She promotes Broadway to beat the brand
Nancy Coyne takes marketing shows in a new direction
NEW YORK -- Nancy Coyne knows the art of selling Broadway shows: ''The Phantom of the Opera," ''The Lion King," ''The Producers," ''Hairspray," ''Wicked," and more.
Talk to her about getting people into theater seats, and you will get the passion of a true believer, a woman who can sell and cheer on the shows she represents, turning them into well-known brands.
Not that the woman who runs Serino Coyne, Broadway's largest advertising and marketing agency, really likes the word. ''Branding is simply the promotion of a product through unique design and advertising, publicity, and marketing," she says.
Branding didn't start with Coyne, and there certainly are other big advertising companies on Broadway, such as SpotCo.
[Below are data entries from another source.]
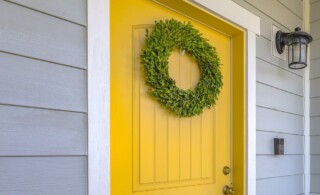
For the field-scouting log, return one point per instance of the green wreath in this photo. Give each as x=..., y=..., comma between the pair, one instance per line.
x=166, y=36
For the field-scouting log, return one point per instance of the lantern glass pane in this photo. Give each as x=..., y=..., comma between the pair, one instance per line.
x=303, y=53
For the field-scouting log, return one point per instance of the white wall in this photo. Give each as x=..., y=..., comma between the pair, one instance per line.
x=280, y=102
x=315, y=97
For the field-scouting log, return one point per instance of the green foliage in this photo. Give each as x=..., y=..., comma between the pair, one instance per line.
x=166, y=36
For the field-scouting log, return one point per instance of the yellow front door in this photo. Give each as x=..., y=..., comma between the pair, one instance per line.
x=152, y=150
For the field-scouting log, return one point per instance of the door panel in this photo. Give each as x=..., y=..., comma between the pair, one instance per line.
x=152, y=150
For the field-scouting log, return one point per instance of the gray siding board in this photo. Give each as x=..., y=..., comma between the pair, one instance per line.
x=43, y=175
x=264, y=53
x=29, y=131
x=315, y=125
x=35, y=83
x=293, y=143
x=37, y=35
x=72, y=10
x=279, y=78
x=290, y=185
x=277, y=121
x=314, y=68
x=280, y=100
x=270, y=166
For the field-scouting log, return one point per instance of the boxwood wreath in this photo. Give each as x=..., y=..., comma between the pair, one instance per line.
x=159, y=44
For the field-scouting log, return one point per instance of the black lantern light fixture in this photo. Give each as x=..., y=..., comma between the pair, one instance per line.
x=297, y=43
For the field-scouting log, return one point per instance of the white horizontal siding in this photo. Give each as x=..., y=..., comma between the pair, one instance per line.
x=280, y=186
x=72, y=10
x=280, y=100
x=293, y=144
x=277, y=121
x=270, y=166
x=279, y=78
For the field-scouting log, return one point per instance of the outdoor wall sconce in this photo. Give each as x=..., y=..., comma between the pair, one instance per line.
x=297, y=43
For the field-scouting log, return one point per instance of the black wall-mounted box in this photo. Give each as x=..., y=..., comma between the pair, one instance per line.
x=278, y=146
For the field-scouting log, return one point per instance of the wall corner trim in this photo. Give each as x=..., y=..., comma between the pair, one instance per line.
x=233, y=12
x=98, y=97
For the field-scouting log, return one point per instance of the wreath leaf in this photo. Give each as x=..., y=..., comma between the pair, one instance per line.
x=166, y=36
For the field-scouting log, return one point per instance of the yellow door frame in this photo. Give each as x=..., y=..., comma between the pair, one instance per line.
x=99, y=85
But Coyne and her company, which is now part of Omnicom Inc., dominate the New York theater business -- with clients ranging from the Walt Disney Co. to Cameron Mackintosh to the upcoming Nathan Lane-Matthew Broderick revival of Neil Simon's ''The Odd Couple," already this fall's impossible ticket.
''We all have a circle of people we trust, and I trust Nancy," says Thomas Schumacher, president of Disney Theatrical Productions. ''She has vast experience -- more than 20 years in fact -- and a vast knowledge of Broadway and advertising, and she has wisely guided me."
It was Coyne, Schumacher says, who figured out that Disney's three Broadway musicals -- ''Beauty and the Beast," ''The Lion King," and ''Aida" -- could be sold together and referred to as ''Disney on Broadway," a clever positioning that enhanced the Disney name as well as the individual shows.
Coyne, a friendly woman with a sunny smile and a startling resemblance to actress Marsha Mason, exudes an enthusiasm about what she hawks. Sit down with her in the hushed confines of an upscale Theater District hotel, the kind of establishment where power breakfasts are served, and, over coffee and scrambled eggs, she will hold forth enthusiastically about theater.
''We are the original reality art form," says the onetime child performer. ''There is a live person performing for you at 8 o'clock tonight. By 11 o'clock, it's going to be over. You can't rewind. You can't listen to it over and over again. . . . A part of your memory is on that isn't on when you are watching a movie or television. People remember Broadway shows in an unbelievable way."
The rule of thumb for what a Broadway show should spend each week on advertising is about 10 percent of a production's weekly potential gross. For ''Wicked," which has a gross potential of more than $1.15 million each week, that would translate into more than $100,000.
The show, according to producer David Stone, is actually spending a bit less -- about $90,000 -- much of it, these days, on outdoor ads. Coyne suggested the billboard approach, he says, because ''Wicked" is ''such a powerful title and image."
Serino Coyne, a joint venture with Coyne's business partner Matthew Serino, was born in the late 1970s, when advertising Broadway shows was much more conservative.
TV ads first became a reality earlier in the decade, when Bob Fosse created a TV spot for ''Pippin" and extended the life of the show by several years. A new way of selling shows had arrived.
Theater has lagged behind other industries in tapping ways to attract audiences.
''The reason it is slow is because there's a ceiling on how much money we can make," Coyne says. So she has to be careful about where she places ads -- print, TV, radio, billboards.
For example, she explains, a show in a 1,000-seat theater with eight performances a week can only sell 8,000 tickets for that week's performances, regardless of demand.
''You can't sell a ticket for a seat that's not there," she says.
Still, certain shows, buoyed by their success and creative ads, have become brands. In the 1980s, Mackintosh turned such long-running behemoths as ''Cats," ''Les Miserables," ''Miss Saigon," and ''The Phantom of the Opera" into brands. These shows have a national awareness, according to Coyne, so that when you say the title of a show, certain attributes immediately kick in.
Now, Coyne is preparing for the fall and beyond. Besides ''The Odd Couple," the upcoming season will have Coyne selling ''Jersey Boys," a musical celebrating Frankie Valli and the Four Seasons, opening in November, and ''Tarzan," arriving next spring -- Disney's first big musical since ''Aida" five years ago.
''I think one of the things we're going to be trying to emphasize is the athleticism of the experience, sort of the extreme sport of the show," she says. ''But it's hard to say. The show is only in workshop right now."